Hi All,
Looking for a little guidance here, I've got a static ES index with 2.7 billion documents in it, I'm using Logstash to re-index that to a new empty index with an added fingerprint field so I can deduplicate the data (The LS strategy in the elastic blog doesn't work for me due to the insert performance hit, at about 10% through my dataset we're down to 500 documents per second which is untenable).
The weird thing is that my new index which was completely empty when I started the process now has 3.1 billion documents in it (I suspect it would still be growing but I've hit the disk space watermark and the index has switched to read-only).
This is my logstash pipeline;
input {
elasticsearch {
hosts => "localhost"
index => "source-index"
query => '{ "sort": [ "_doc"] }'
}
}
filter {
fingerprint {
key => "sjCq5E7M"
method => "SHA256"
source => ["field1", "field2"]
concatenate_sources => "true"
target => "hash"
}
mutate {
remove_field => ["@version", "@timestamp"]
}
}
output {
stdout { codec => dots }
elasticsearch {
index => "dest-index"
}
}
The only thing I can think is that the ES input plugin has pulled the same record repeatedly, how does it keep track of where it is within an index?
If it's a per-session thing that's not going to be the problem here as the process I followed was;
- Stop Logstash
- Delete destination index (was created for testing the pipeline)
- Re-create destination index
- Start Logstash
So the question is why are there more records out than in?

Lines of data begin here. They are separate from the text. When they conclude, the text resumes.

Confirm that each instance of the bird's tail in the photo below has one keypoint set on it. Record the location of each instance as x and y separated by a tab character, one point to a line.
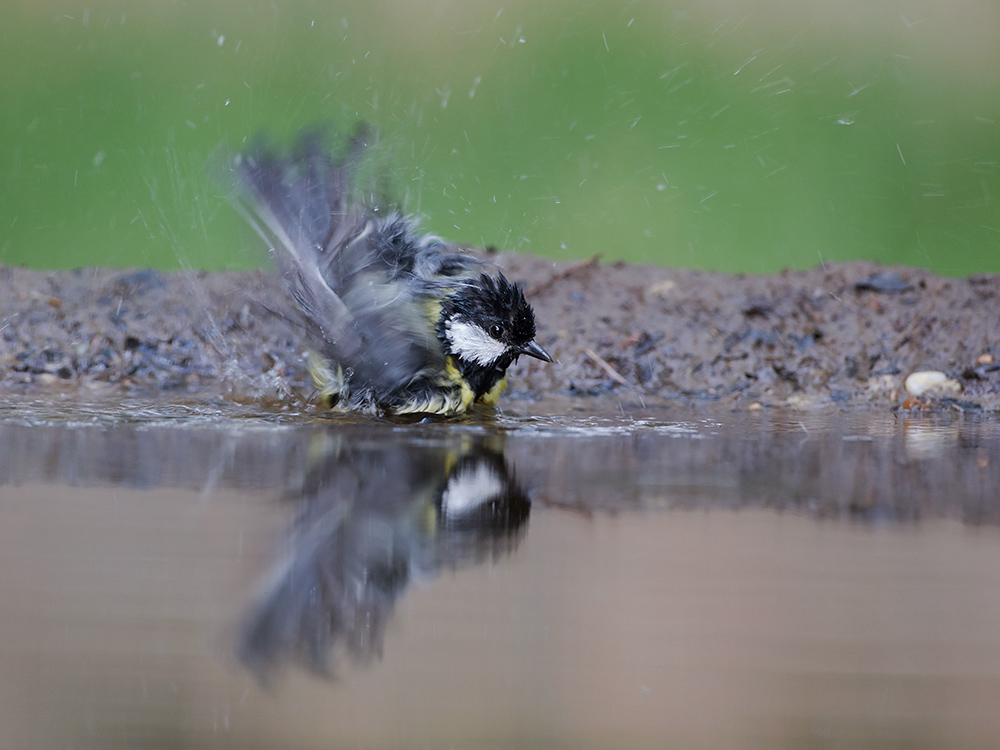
300	203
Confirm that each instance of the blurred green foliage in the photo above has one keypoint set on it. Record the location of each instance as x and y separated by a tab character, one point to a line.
738	136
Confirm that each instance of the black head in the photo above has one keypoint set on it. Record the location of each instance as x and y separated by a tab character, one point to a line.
488	323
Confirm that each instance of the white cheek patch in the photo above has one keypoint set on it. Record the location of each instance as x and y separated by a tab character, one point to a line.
471	489
471	342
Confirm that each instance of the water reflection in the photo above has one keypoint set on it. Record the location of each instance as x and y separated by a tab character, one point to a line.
781	580
372	519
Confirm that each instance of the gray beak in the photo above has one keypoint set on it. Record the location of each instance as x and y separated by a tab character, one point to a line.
534	350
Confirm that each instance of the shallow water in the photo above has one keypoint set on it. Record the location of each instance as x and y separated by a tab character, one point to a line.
194	576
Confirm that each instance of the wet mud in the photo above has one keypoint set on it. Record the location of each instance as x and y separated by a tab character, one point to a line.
838	335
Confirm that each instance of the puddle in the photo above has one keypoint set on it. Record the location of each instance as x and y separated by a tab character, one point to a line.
215	577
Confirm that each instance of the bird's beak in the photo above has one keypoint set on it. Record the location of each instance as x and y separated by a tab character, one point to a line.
534	350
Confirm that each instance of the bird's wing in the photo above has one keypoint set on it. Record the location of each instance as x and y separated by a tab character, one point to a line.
367	286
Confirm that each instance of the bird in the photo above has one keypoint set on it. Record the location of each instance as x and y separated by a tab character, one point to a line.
402	322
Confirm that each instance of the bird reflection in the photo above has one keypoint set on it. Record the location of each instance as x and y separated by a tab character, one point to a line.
372	518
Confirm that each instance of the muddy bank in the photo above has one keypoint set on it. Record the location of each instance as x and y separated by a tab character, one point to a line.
841	335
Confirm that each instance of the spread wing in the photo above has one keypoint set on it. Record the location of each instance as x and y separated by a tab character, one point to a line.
367	285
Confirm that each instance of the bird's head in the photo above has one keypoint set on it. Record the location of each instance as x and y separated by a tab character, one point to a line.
488	324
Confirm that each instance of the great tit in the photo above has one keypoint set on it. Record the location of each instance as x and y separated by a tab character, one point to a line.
402	322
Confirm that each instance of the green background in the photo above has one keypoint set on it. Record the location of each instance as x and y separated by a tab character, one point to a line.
728	135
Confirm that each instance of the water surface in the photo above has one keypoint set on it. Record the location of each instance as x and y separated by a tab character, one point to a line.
185	577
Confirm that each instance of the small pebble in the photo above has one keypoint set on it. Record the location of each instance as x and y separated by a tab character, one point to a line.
918	383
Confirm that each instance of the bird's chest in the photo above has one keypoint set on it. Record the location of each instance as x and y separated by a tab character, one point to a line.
483	383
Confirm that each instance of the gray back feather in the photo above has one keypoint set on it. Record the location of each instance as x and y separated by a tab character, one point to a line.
362	281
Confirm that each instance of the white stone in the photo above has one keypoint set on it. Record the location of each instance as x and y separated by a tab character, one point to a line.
919	383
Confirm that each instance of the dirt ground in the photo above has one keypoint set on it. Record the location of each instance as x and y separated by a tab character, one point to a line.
841	335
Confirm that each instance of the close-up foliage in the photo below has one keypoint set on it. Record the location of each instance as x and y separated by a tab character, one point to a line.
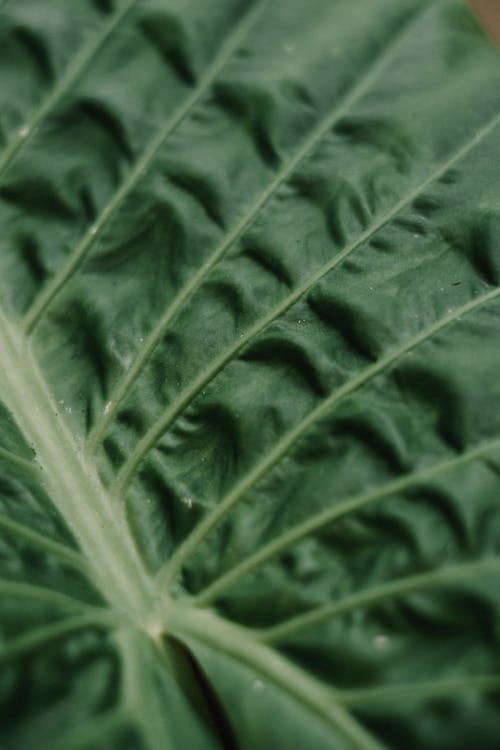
249	375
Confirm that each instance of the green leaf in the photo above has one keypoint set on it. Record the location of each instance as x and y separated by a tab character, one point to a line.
249	356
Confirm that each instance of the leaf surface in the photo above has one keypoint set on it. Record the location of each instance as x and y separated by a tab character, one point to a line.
249	356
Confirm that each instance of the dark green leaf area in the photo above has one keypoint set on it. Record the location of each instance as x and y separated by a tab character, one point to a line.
249	357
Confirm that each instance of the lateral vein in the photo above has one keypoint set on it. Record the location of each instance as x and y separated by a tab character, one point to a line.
343	508
304	151
155	432
46	297
383	592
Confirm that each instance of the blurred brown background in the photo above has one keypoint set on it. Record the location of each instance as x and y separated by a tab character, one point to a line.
488	12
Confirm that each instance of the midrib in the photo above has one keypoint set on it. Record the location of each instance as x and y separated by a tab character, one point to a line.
73	483
108	548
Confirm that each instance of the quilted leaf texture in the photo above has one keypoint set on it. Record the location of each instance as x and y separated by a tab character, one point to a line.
249	358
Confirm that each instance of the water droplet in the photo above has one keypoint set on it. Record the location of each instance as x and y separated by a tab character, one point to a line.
380	641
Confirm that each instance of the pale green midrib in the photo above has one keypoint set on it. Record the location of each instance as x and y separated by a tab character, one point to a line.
106	552
318	133
74	486
290	438
138	693
74	70
35	638
44	542
237	643
18	589
155	432
386	591
50	291
342	509
428	689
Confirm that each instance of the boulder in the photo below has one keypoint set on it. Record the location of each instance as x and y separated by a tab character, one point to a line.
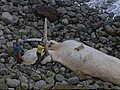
47	11
30	57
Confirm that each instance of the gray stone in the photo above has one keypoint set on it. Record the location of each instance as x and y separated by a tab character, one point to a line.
103	39
59	77
3	87
50	80
35	76
40	84
65	21
9	37
4	71
2	66
73	80
23	79
62	69
71	14
62	10
15	18
1	26
56	70
7	17
7	31
13	82
109	30
87	82
103	50
24	86
1	32
11	89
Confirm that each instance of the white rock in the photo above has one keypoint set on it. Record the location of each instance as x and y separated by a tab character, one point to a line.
13	82
30	56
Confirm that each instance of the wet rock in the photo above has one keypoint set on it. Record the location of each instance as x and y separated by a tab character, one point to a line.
4	71
65	21
62	69
3	87
59	77
109	30
13	82
23	79
40	84
73	80
35	76
11	89
56	70
47	11
62	10
117	18
24	86
7	17
50	80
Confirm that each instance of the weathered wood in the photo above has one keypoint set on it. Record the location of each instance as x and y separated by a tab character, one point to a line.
86	59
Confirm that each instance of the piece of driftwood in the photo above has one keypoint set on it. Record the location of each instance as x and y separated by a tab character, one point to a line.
80	57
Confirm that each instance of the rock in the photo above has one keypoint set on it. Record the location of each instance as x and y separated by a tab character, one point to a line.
64	82
30	56
50	80
2	66
40	84
59	77
1	26
3	87
23	79
11	89
35	76
73	80
103	39
1	32
47	11
62	69
13	82
24	86
117	18
109	30
50	74
7	17
103	50
62	10
4	71
7	31
56	70
71	14
65	21
118	32
87	82
15	18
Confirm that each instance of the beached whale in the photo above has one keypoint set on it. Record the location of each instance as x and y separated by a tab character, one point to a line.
80	57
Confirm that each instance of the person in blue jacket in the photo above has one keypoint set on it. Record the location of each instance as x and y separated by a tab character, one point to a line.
17	51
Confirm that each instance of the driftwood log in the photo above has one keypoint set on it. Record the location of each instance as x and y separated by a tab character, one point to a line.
80	57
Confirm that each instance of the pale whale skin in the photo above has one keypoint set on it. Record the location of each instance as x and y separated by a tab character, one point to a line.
88	60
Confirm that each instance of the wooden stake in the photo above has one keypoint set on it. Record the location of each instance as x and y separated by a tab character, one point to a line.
45	38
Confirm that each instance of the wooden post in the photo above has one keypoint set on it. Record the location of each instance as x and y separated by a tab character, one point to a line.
45	38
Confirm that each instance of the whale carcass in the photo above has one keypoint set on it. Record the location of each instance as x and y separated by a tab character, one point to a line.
80	57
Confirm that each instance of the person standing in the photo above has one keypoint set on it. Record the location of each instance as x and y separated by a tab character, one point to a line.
40	50
17	51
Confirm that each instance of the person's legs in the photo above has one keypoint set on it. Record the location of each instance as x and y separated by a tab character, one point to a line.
39	59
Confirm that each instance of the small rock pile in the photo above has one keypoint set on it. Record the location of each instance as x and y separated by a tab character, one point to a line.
67	20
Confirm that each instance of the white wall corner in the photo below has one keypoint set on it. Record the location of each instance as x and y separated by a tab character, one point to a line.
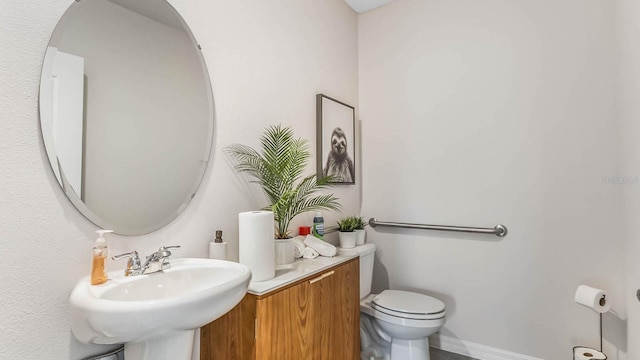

And how do I actually know that Logstash has processed the entire source index?
I can run the de-duplication of the destination index "on the fly" to work around the disk space, but if Logstash is going to continue to create new duplicate records I'm basically Sisyphus pushing the rock up hill only to have it roll down again...
Assistance would be greatly appreciated.
Thanks,
-J